People always say dogs have keen tracking abilities, but no one ever expects they can find their way back home from farther than down the street.
Taz, a Jack Russell terrier, is held by owner Connie Stewart after being brought home from Columbia County Animal Care and Control. Taz escaped from Stewart's son's home in south Augusta, where he was staying while Stewart was on vacation. He was found in his old neighborhood in Martinez.
Photo by Jim Blaylock
Taz proved them wrong.
Connie Stewart left her 2-year-old Jack Russell terrier, Taz, with her son off Sibley Road while she went to the mountains with family a couple of weeks ago. Taz has escaped before - jumping the chain-link fence at Stewart's home - and a screened-in porch at her son's home wasn't going to keep him in.
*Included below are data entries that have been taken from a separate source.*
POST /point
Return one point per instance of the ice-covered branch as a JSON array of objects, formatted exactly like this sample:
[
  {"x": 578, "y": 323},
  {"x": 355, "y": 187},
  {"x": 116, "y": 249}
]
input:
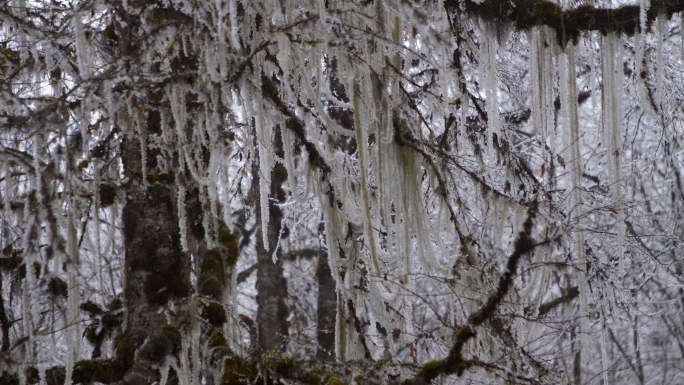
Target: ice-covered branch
[{"x": 568, "y": 23}]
Travis, Stewart's son, called his aunt, Stewart's sister, in the mountains and the two tried to hide the fact Taz was missing.
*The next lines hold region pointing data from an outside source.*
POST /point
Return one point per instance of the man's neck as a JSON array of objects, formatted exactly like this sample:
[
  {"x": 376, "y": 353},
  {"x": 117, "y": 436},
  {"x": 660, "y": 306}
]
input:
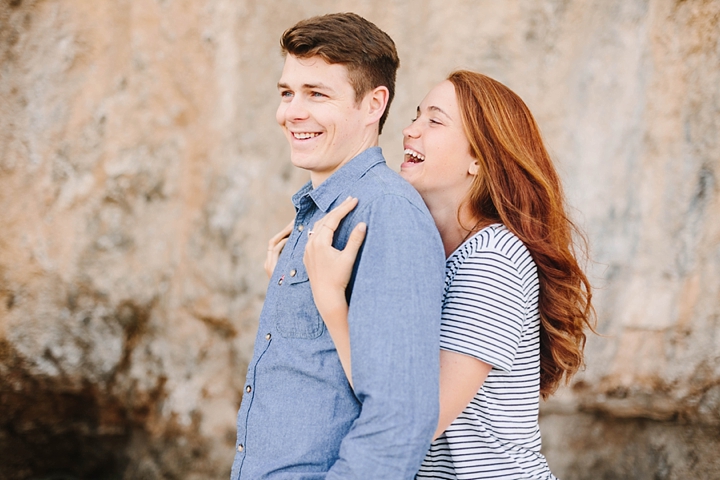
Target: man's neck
[{"x": 318, "y": 177}]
But, Stewart knew something was wrong and demanded to know, she said.
"I busted out crying that night," Stewart said. "I was so worried. I was a nervous wreck all the way back. I had everybody crossing their fingers during the drive back home."
Though the neighborhood had already been searched, Stewart searched again Monday evening when she returned to town to no avail. She fully expected to find the 20-pound dog on the front porch of her Evans home near on Highview Way near Blanchard Park, when she returned.
But he was not there either.
"I somehow knew in my heart he was not gone forever," Stewart said. "We were only temporarily separated. I knew he would be back."
Stewart called a veterinarian to get the phone number for Richmond County Animal Control Tuesday morning. She also got the number for Columbia County just in case.
Taz wasn't at the Richmond shelter. But he was at Columbia County Animal Care and Control - he'd been found Taz near Westmont Elementary, where Richard and Connie Stewart had moved from only three months earlier.
Stewart rushed out to pick him up, though she still had to pay the $35 to do so. She saw him in the kennels to be sure it Taz before handling the paperwork.
"I do not know who was worse about trying to get to each other - me or him," Stewart said. "I never thought I would become attached to him like I have."
Apparently, Taz was seen near Sibley Road the morning after he escaped and by a child near Westmont Elementary later that afternoon, where a resident called Animal Care and Control. To get to Westmont, Taz had to travel approximately 11 miles and cross over Interstate 20 and under Bobby Jones Expressway, Stewart said.
"When Taz has his mind after something, he does not stop for anything. When we got home, he was so tired," Stewart said. "I gave him a bath. He would not leave my side - track for track. He would not eat. He just slept."
Stewart had a notion that Taz had been home before taking off to the previous Westmont Drive home because a bag of fish food and dog treats she left on the porch were scattered around the yard as was some garbage, which is not normal.
Taz's demeanor has changed a little since his escapades around town. He does not like to be separated from Stewart. He follows her from room to room and tries to follow out the door.
"He is a special dog," Stewart said. "I do not know if I have the heart to go off and leave him again."